EPIRB safety equipment  for sailors and boater
An Emergency Position Indicating Radio Beacon transmission helps rescuers find those in distress. Image courtesy of the National Safe Boating Council

EPIRB: Emergency Position Indicating Radio Beacon
alerts search and rescue services by transmitting a coded message; transmits a homing signal for rescuers to find those in distress; registered to a vessel; water or manually activated; Find registration information here.

sailors use many safety acronyms
Sailors use acronyms for many pieces of safety equipment. Photo by Al Schreitmueller

MMSI: Marine Mobile Service Identity
unique number assigned to a DSC radio or an AIS unit; information provided when obtaining a MMSI number is transferred into the U.S. Coast Guard’s national distress database for use in emergency situations.

PLB safety equipment
A Personal Locator Beacon is an appropriate piece of safety equipment for sailing and other adventures. Image courtesy of BoatUS

 

PLB: Personal Locator Beacon
alerts search and rescue services by transmitting a coded message; registered to an individual; manual activation; need to be registered.

SARSAT: Search And Rescue Satellite Aided Tracking 
system operated by NOAA to detect and locate mariners, aviators, and recreational enthusiasts in distress.

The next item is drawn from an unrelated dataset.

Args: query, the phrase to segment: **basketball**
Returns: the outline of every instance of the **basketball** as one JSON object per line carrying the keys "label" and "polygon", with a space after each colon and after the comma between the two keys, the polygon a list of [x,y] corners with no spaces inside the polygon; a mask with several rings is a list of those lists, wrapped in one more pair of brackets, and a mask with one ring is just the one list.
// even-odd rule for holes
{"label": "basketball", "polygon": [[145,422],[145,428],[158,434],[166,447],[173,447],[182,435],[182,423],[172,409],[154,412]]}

Sailors use many safety acronyms
The Safety Equipment Requirements (SERs) for sailing can be found at the US Sailng website. Photo of Block Island Race Week 2019 by Will Keyworth

SERS: Safety Equipment Requirements
a list of required safety equipment initially compiled by US Sailing to provide sailing race organizing authorities an option to specify safety equipment requirements and the ability to modify requirements for their particular event; may be used as a guide by all sailors, whether racing or not.

SSB: Single Sideband (radio)
capable of communication with multiple people; free to use; capable of receiving weather reports and sending or receiving email. May come with DSC; replaced to some degree by satellite communications. 

radio safety equipment
For distance sailing, safety-minded radio options would include both a mounted and handheld VHF radio.

VHF: Very High Frequency; two-way radio transceivers
Handheld has short range voice communication up to five miles to other vessels and 20 miles to land; works on line of sight; shorter ranged than mounted. 
Mounted has a masthead antenna; remote handset may be added.